Her khadi dress, her participation in the Congress’ activities and her work at the hospital had worn down Nigar’s Islamic rigidity — that particular severity one finds in all Muslim girls — softening her slightly.

She was not beautiful, but a singular specimen of womanhood. The combination of humility and selflessness that characterises dutiful Hindu women, making them worthy of worship, was blended lightly into Nigar, producing a colour in her that lifted the soul. Though at the time it did not occur to me, as I write now, and think of Nigar, I feel that she was like a beguiling compound of Muslim prayer and Hindu ritual.

Nigar worshipped Shahzada Ghulam Ali and he, too, was devoted to her. When I spoke to him about her, I discovered that they had met during the Congress’ movement. And within a few days of their first meeting, they had sworn love to one another.

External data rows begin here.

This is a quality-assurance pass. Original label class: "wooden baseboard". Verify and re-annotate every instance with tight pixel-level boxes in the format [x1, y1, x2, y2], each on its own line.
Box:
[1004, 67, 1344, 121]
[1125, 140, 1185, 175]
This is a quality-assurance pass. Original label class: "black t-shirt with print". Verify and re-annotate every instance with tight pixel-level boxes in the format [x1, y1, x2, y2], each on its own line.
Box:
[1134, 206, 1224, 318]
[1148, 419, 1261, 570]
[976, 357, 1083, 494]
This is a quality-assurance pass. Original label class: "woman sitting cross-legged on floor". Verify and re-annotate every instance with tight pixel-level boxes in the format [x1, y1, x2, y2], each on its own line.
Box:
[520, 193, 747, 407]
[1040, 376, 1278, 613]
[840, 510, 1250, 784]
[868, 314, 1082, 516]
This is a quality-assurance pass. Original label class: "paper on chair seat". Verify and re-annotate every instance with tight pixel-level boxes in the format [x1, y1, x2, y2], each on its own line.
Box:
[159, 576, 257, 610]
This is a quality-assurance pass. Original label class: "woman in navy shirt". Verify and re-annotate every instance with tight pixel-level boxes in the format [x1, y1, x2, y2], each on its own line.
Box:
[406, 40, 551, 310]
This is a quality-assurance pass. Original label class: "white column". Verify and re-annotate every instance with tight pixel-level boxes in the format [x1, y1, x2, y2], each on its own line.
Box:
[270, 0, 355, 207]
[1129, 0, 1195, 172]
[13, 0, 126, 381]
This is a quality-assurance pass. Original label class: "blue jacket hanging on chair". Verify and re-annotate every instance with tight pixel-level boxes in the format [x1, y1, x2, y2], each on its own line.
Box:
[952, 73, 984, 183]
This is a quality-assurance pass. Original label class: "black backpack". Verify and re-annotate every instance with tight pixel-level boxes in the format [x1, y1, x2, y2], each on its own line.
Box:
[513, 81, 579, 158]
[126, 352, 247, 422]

Ghulam Ali intended to make Nigar his wife before he went to jail. I can’t remember what his reasons were, as he could just as easily have married her when he returned from jail. In those days, no one went for very long: three months at the minimum and a year at the outside; some were released after no more than fifteen to twenty days so that room could be made for new prisoners. But he’d expressed this intention to Nigar and she was absolutely ready. All that was left to be done was to obtain Babaji’s blessings.

Babaji, as you might know, was an important figure. At the time, he was staying a little outside the city, at the luxurious house of the millionaire Lala Hari Ram Siraf. He spent most of his time at the ashram he’d built in a nearby village, but when in Amritsar, he only stayed at Lala Hari Ram’s house. With his arrival, the house became a place of pilgrimage for his followers. All day a stream of devotees flowed through it. At the end of the day, he would sit outside the house, on a raised platform under a cluster of mango trees, and meet people and receive donations for his ashram. Once he’d listened to a few minutes of devotional singing, he’d bring the audience to an end.

Babaji was a pious, compassionate, learned man and for this reason Hindus, Muslims, Sikhs and untouchables alike became his followers, considering him their spiritual leader.

He showed no interest in politics, but it was an open secret that every political movement in Punjab began and ended at his ashram.

In the eyes of the government, he was a problem with no solution, a political enigma that its mightiest intellectuals couldn’t crack. A faint smile from his thin lips was interpreted in a thousand different ways. And Babaji would unveil yet another meaning, leaving a mesmerised public still more mesmerised.

The ongoing civil disobedience movement in Amritsar, which was rapidly sending people to prison, was the work of Babaji’s ashram. Every evening, in his open meetings, he would issue a small statement from his toothless mouth regarding the freedom movement in Punjab and the government’s draconian policies. The most important leaders would cling to his words as though they were sacred amulets.